The global transparency index found that China was still classed as "low" but its score has improved to 3.50 points against 3.71 two years ago. India is a notch above, in the "semi-transparent" third category of five, with its score moving to 3.46 from 3.90 the last time the index was published.
The top Asian scores were notched up by Hong Kong with 1.30 and Singapore with 1.44, while Australia and the US occupy joint top place globally with a score of 1.15. Describing a "virtuous cycle", Guy Hollis, director at Jones Lang LaSalle's international capital group, says increasing foreign investment in Asia had improved information flows, which would in turn give investors more confidence. "Funds are much more aggressive and have certainly invested a lot of money, and in most places they haven't compromised on standards," Hollis says.
Cross-border investment in the Asia-Pacific region jumped 56% last year to $20 billion, but this year would see even greater capital flows, Hollis says, pointing to some $9 billion pledged for China just in the first three months of 2006.
Hollis says the biggest complaints among foreign investors in Asia were over property titles, especially in China and India. India, which eased rules on foreign investment in construction early last year, lacks a centralized title registry. And with property prices soaring, there has been an increase in the number of land disputes.
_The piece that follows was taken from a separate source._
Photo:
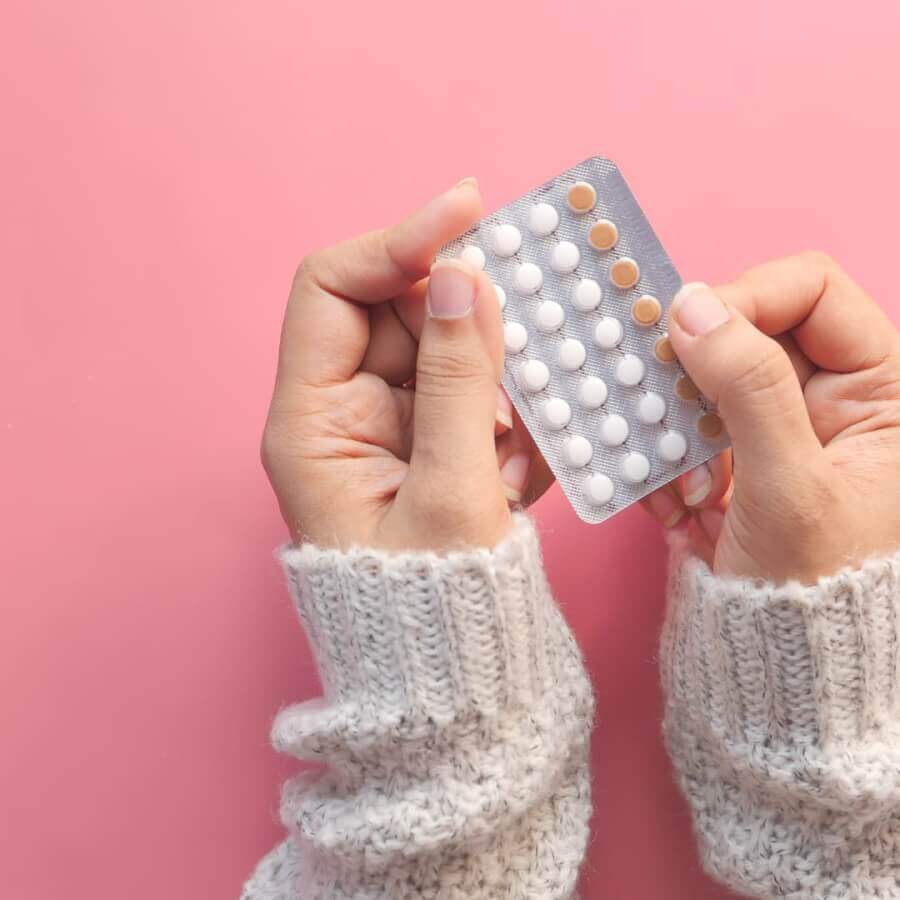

In China, land use rights cannot be directly traded, so investors must take the risk of acquiring the company that holds them. But this possibility is hampered by relatively low accountancy standards. "It varies in China, but the more you go west and north, the worse it gets," Hollis says.
Despite these problems, investors are rushing to get stakes in economies growing at over 8% a year and this is pushing up prices and depressing property yields in China and India.